Mrs. Van Tassel, I am in a difficult position. I wish to be your friend and to give you what guidance I have in my power to bestow. But I know so little of your particular situation beyond the observable effects upon your husband. It is my understanding that your son has returned to Thrupp, but that your daughter and you have not. The presence of your son seems to have had a beneficial and salutary effect on Professor Van Tassel. He appears, at least for the moment, to have largely recovered his equanimity.
Yours,
Phillip Asher
Exeter
February 11, 1915
Dear Mr. Asher,
I am grateful to you for conveying to me the improved condition of my husband. It has been achieved, however, at great cost to me. I find myself now embroiled in a battle for the protection and custody of my son, Nicodemus, who is hardly of an age to understand why he has been separated from his mother.
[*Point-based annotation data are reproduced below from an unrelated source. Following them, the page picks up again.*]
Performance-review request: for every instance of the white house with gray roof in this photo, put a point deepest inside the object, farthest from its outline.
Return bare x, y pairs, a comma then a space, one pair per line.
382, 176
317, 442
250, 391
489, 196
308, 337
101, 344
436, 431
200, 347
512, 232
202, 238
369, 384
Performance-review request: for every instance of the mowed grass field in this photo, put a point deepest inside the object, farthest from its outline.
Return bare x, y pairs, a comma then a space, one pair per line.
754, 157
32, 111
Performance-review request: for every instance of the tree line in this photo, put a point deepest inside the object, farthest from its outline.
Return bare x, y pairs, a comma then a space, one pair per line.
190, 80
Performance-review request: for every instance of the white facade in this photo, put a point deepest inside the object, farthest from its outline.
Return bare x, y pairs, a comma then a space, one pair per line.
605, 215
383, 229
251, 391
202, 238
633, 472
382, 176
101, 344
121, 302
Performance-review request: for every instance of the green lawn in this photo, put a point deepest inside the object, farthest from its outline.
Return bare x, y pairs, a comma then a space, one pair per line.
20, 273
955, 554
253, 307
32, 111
Theoretical issues of privacy and solitude within a marriage have vanished in the face of the very real issue of child custody, to which I am now employing all of my wits and about which I pray constantly.
Forgive me for not having apprised you of the details of our marital discord, and forgive me further for not having the necessary strength to do so now. I am grateful for your understanding, and am sorry you are in the difficult position of being privy to the thoughts of the wife even as you are the supervisor of the husband. It is an awkward position I have placed you in, and one from which I now release you. I have realized that it is inappropriate in the extreme to be writing to you in the manner in which I have, and so I shall, with immense gratitude for your patience and solicitude, stop.
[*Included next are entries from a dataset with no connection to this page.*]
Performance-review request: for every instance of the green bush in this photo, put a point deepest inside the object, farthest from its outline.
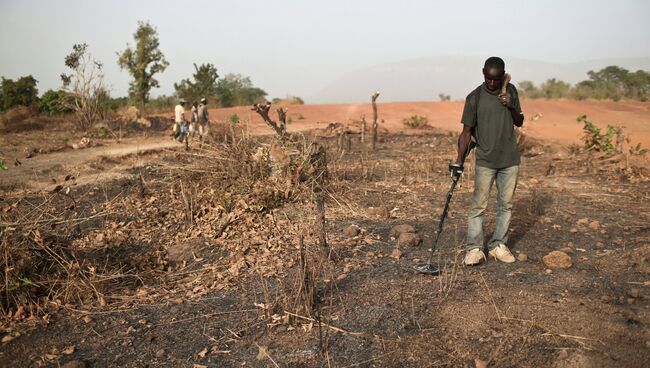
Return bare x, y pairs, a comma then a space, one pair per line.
612, 83
22, 92
55, 103
592, 137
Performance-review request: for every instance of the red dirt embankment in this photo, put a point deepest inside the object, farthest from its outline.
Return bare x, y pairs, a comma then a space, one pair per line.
556, 124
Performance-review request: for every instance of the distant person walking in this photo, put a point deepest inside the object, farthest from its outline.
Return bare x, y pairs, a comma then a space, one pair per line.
179, 120
490, 117
203, 119
194, 117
With perfect consideration,Etna Bliss Van Tassel
14 Gill Street
February 15, 1915
Dear Mrs. Van Tassel,
My constitution and wits are, I trust, sufficiently strong to be able to read your letters and to “supervise” your husband, who, in any event, needs no supervision of any sort that I can offer him. I should be distressed to think I had given you any indication that our correspondence should cease because of a burden upon me. If I can offer any assistance, if only to be a sounding board of sorts, then please allow me to be. Though I know it must pain you to remember that earlier matter regarding my family, I cannot forget it, and it assuages my familial conscience, if you will, to be of help to you.
Believe me always your friend,
Phillip Asher
Exeter
February 20, 1915
Dear Mr. Asher,
Thank you for your letter of February 15 th. I have realized that in all these weeks we have written only of me, and that I have not asked a single question about your new life. Forgive me. I have been, I am afraid, too self-involved to think of others, and reluctant to ask how you are settling into a position I still believe my husband should have had. Though his recent behavior toward me has been most objectionable, and I have been the recipient of his explicit and unreserved anger, I have great sympathy for his lost possibilities. Please do tell me of yourself. Are you settling in on Gill Street?
Since the veil of polite comportment was dropped so many years ago, don’t you think it would be more appropriate to address me as Etna? It is, after all, as Etna that you knew me when we played tennis with your brother and your father.
Most sincerely,Etna
14 Gill Street
March 3, 1915
Dear Etna,
There you go again, reminding me of that horrid tennis date.